Withdrawing money from a CTF
No money can be withdrawn from a CTF account until the child reaches age 18. Even the extra top-ups you put in yourself are locked away until that time. After the child’s 18th birthday there are no restrictions on how the money is spent.
Investing after a child’s 18th birthday
Your child can roll all the money from their CTF into an individual savings account (ISA) at age 18, which has similar tax breaks. This money will not be subject to the usual maximum annual ISA allowance limit of £10,200 (from 2010-11). The advantage of doing this is that the money can continue to build up in a tax free environment until it is required.
Which type of account do I choose?
The first thing to consider is that this money is not yours, it is your child’s; so, your tolerance to risk may not be the same as theirs.

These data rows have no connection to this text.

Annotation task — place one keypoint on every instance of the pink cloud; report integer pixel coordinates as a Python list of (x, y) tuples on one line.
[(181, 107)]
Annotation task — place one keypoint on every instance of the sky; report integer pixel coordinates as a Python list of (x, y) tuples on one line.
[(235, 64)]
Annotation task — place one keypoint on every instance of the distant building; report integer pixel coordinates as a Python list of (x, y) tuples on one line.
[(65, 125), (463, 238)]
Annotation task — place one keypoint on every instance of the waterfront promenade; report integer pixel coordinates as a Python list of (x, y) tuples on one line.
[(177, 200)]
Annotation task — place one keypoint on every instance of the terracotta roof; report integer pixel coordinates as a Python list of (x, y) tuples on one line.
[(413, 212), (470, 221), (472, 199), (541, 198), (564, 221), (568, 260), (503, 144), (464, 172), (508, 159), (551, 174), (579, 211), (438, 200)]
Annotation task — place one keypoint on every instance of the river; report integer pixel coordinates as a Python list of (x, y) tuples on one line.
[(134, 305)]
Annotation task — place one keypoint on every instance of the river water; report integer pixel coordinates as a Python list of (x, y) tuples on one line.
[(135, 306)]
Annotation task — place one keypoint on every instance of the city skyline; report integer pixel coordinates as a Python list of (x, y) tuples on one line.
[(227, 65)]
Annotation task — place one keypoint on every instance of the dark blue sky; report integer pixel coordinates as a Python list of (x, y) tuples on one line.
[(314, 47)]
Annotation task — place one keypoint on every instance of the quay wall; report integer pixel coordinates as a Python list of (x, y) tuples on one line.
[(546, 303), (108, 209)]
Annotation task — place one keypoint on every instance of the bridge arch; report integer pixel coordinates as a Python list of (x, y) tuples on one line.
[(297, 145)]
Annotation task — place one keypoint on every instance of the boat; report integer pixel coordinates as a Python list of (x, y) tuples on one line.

The second thing to consider is the term of the investment, as 18 years is a long time in investment terms, and riskier assets have a good chance to outperform cash.
Consider handing over a cash account at 16 to your child that has only risen in value from £500 to say £700 through accumulation of interest. Then consider the effect as they begin to find out that their friends’ parents invested in the stock market and that these accounts are worth double or treble what theirs is. So, if you are not considering adding to the account over time, it would be difficult to justify sticking with cash.
If annual limits are going to be used each year, there is a case for having a well diversified portfolio that includes all types of investment. Of course, if you have been adding to the figure over time they have no grounds for complaint whatever the choice.